Homeless population upset over relocation

Residents of a homeless camp near the White River are being moved three miles away.

Dozens of homeless people say the city is going too far by trying to relocate them.

They say because the city is forcing them to move from their camp along the White River, it will be harder for them to get the services they need. The camp is located right off the city's newest trail, within feet of where people walk and bike.

"This is my house," said Chuck Bowling, one of the homeless men being moved. "I have a small, twin-size mattress for my bed. I got a couple milk crates over here with a small tote for clothes."

Bowling has called a tent on the streets home for nearly ten years. He had a full-time job until he was laid off.

"It's just been a struggle to get back from out here back into employment and into housing," Bowling said.

He says that struggle is about to get harder.

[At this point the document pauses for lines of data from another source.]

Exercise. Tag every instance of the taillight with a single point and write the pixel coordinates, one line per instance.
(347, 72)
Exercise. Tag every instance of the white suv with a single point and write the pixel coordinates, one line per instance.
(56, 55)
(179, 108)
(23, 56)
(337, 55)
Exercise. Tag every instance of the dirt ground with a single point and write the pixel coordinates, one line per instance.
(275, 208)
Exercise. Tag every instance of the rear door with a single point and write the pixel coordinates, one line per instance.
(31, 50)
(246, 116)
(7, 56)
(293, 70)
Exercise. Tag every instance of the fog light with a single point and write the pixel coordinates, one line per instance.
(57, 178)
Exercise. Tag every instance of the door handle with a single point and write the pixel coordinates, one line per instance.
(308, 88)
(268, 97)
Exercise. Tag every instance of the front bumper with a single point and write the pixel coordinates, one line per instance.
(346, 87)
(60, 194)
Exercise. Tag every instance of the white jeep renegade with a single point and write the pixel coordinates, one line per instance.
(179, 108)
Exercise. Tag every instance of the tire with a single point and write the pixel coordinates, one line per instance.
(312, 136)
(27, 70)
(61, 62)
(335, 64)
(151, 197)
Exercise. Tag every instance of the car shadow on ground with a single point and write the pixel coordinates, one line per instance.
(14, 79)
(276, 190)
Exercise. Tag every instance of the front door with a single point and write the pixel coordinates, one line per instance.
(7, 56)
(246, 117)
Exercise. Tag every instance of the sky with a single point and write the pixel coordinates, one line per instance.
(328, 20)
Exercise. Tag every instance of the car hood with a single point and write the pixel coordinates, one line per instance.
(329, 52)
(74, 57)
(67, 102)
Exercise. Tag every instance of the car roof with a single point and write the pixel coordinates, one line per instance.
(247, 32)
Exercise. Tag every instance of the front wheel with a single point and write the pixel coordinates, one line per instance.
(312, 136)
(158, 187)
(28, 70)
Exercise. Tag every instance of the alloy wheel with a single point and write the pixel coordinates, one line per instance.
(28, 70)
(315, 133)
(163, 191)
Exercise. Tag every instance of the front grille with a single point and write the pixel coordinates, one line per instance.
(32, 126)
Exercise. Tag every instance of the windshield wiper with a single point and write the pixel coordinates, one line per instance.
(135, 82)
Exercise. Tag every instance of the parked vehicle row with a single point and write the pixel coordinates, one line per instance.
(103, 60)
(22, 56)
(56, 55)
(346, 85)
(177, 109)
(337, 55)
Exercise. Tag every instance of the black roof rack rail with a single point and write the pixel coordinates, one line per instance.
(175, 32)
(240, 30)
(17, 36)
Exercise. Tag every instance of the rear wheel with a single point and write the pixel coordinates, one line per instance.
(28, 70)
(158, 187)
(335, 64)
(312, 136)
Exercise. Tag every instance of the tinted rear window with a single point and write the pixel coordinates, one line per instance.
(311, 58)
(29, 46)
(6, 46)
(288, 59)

"The police come down and are trying to make us move, but they won't tell us who wants us to move. They say because this new trail is moving in, but that's all they say," Bowling said. "Most people going by now usually say, 'Hi, how are you doing?' They're friendly. They talk with us, we talk with them."

Bowling says where they're being asked to move their camp is nowhere even close. They say they are being pushed south of Raymond Street, which is more than three miles away. Bowling says that's an additional 45-minute walk away from their already 40-minute walk downtown.

"That means we won't have access to doing laundry, taking showers as often, finding food, getting help with jobs," he said.

Bowling says he and other homeless residents try to make the trip to places like Horizon House for those resources and job services once a week. A longer commute will stretch that out much longer.

"It seems the city is trying to hide them and push them out of the way and they're people too," said Jay Cornell with No Limits.

No Limits is a non-profit organization trying to provide resources that are desperately needed by the homeless population.

"If you equip the people with the resources, we can fix the problem," Cornell said.

Metro police tells Eyewitness News they're not aware of efforts to relocate the homeless and referred us to the city. The mayor's office said while they're not sure about this specific site, it's not unusual to move a homeless camp because of impact to public safety, public health, nearby residents or all of the above.

In that case, they say they give plenty of advance notice and offer support services to help in the transition.